Add a Review

  • vam-vm16 April 2020
    This 2 part series from Sweden was a surprising little gem. Very clever story telling choice. Reminiscent of Guy Ritchie's "Lock Stock and Two Smoking Barrels" in the way the various characters converge toward the end. An interesting look at Sweden's immigrant population and the corruption that big cities are victims of. This series deserves to be seen by a larger audience.
  • Warning: Spoilers
    I liked the array of different characters in the show and they were well performed. Aliette Opheim does a great job, as do the other actors. The story line was interesting, entertaining, and believable until the end. The ending begs the question, "Why did Sebbe and Laila need to go to all that trouble allowing Sebbe to get caught by the police in the beginning?

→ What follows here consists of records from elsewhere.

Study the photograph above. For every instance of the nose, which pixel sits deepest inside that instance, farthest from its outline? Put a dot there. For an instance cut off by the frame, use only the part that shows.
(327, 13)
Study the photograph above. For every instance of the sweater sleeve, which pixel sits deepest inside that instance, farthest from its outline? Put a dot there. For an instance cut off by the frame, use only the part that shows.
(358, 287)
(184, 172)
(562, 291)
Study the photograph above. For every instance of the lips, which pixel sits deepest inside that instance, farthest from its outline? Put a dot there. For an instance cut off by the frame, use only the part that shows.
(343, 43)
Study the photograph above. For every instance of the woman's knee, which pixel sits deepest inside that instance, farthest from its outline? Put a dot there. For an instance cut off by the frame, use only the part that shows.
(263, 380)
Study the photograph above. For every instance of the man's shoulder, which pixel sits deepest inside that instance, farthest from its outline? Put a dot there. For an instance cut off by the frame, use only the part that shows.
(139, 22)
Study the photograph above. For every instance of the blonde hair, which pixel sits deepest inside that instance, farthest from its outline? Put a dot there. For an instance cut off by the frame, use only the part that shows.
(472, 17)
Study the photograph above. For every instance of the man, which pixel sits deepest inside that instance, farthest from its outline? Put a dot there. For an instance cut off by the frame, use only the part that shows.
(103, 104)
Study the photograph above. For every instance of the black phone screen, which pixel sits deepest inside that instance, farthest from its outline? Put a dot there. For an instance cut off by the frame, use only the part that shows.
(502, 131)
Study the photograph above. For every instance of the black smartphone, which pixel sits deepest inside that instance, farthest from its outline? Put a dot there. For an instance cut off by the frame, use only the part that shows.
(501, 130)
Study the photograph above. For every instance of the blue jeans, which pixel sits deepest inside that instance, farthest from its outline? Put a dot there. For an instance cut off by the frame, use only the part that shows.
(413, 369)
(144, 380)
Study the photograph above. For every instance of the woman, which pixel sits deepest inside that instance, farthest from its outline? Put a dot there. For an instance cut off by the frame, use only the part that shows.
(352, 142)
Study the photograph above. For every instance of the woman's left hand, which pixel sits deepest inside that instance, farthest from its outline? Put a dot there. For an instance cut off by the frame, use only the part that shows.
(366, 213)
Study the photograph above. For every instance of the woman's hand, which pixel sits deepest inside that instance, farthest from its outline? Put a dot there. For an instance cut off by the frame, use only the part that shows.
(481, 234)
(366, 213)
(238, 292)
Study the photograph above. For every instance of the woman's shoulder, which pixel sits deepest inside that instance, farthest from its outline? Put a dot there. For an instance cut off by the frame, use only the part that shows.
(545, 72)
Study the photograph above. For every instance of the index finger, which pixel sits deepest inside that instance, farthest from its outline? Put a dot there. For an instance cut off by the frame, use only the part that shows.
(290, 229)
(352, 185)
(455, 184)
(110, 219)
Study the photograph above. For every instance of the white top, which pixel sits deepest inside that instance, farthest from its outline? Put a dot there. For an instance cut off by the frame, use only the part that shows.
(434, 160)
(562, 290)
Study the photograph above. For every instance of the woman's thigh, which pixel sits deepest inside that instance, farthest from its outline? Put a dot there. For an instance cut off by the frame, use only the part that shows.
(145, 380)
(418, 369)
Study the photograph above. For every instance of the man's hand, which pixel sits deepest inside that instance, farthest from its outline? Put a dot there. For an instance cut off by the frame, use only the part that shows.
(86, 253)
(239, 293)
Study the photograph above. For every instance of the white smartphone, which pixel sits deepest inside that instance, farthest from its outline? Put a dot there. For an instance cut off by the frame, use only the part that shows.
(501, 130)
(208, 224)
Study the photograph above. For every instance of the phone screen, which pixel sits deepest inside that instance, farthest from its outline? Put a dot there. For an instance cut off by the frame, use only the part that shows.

At that point they could have split to Morocco.

    Further, imagine that the female cop doesn't stop the elevator? Game over. No, the incredulous surprise ending doesn't work.
  • Warning: Spoilers
    Comparisons with Guy Ritchie films are apt, except that this film lacks the energy, music and humor. It's much choppier, and not all of the incoherence seems intentional. But it's really a rip-off of The Usual Suspects, and I think most people will recognize "Keyser Sose" almost immediately.

    There's also a pretentious political message, explicit in the opening credits- that plutocrats run everything and abuse the "dogs" of society, especially immigrants. Except that the "plutocrats" here are a bunch of gangsters, an inept banker and a corrupt real estate developer, and they abuse each other as well as those beneath them. Not a very convincing indictment of society.

    In the final scene, the explanation that the two embezzlers did it all so they could embark on a Robin Hood-like distribution of their take, and that theirs is the only way, is a childish afterthought.
  • Warning: Spoilers
    Sometimes washing out the color in a film's imaging can age impact to the story and setting, but that is often when shot selections and the environments photographed contribute as well - not so here. As for the story, it seems that 2/3 of the story was also washed out and tiresome, and things only picked up in the final hour of this 3 hour movie. There's a touch of The Usual Suspects idea going on here, but it is awkwardly tacked on at the end as a means to make up for wasting 3 hours of your life. Pass.